In one week last month, her cost for a case of potatoes jumped to $28, a price hike of $12. Green tomatoes went from about $17 to $29 a case. Then there's the higher expenses for everything from milk to meat to macaroni.
Still, she hasn't passed along the higher costs to her customers because she knows that she has lots of competition nearby - 10 new restaurants have recently opened within five miles of her spot, which is just outside Alabama's state capital of Montgomery.
She also knows her customers feel strapped every time they hit the gas station or the supermarket checkout.

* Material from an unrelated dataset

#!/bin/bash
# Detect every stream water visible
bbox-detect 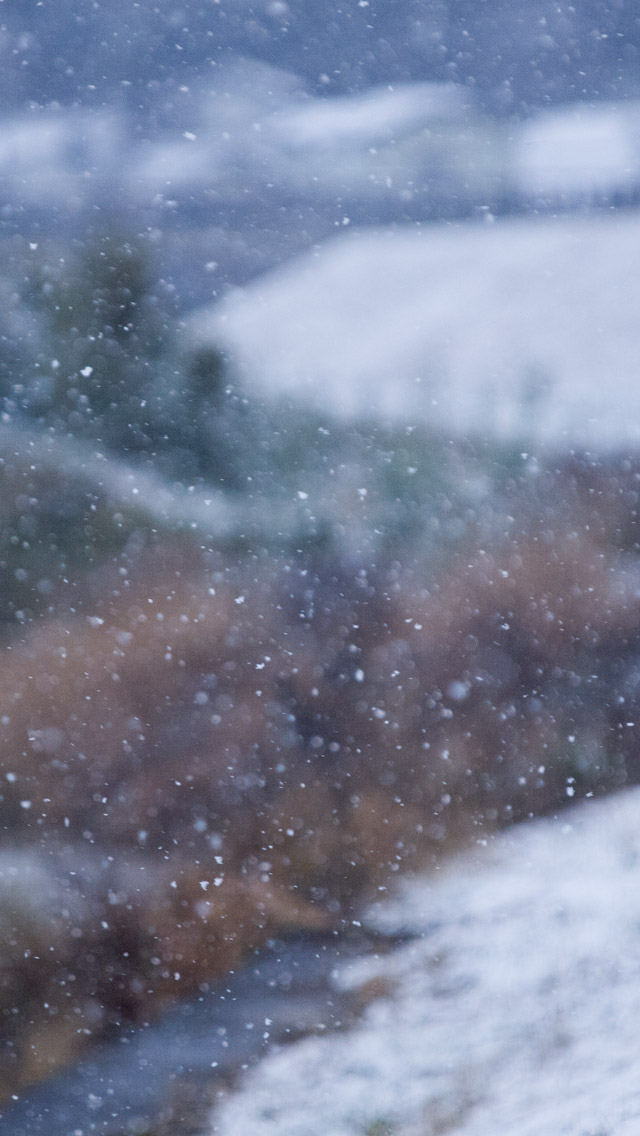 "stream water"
[0,934,400,1136]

"I keep hoping that prices will stabilize and then start going down. I want to ride this out," said Tampling, who said the restaurant is lucky to own the property it is on so it isn't saddled with the additional burden of having to pay rent.
But that doesn't mean she can continue to watch her profits evaporate, which is why her prices could start creeping up later this summer.
Come July 24, the national minimum wage will go up, from $5.85 an hour to $6.55 an hour. Although Tampling's staff of about 15 dishwashers and cooks makes more than that an hour, she will have to give them a raise because the minimum is going up. Do the math to see the potential impact: If she just bumps up each of their salaries by 70 cents an hour - the size of the minimum wage raise - and they work a 9-hour shift, that would eat about $190 a day out of her already crimped earnings.
If Tampling raises her prices, that will cut into the disposable income of the patrons who eat her homestyle food. Then they might spend less at the local movie theater, the clothing store or the grocery store- and that ultimately will offset the gain in wages seen by her own workers.
The result: The economy doesn't get any help.
Don't read this as indictment of the rise in the minimum wage. Instead, the point is to illustrate the vicious cycle that consumers and businesses are stuck in now.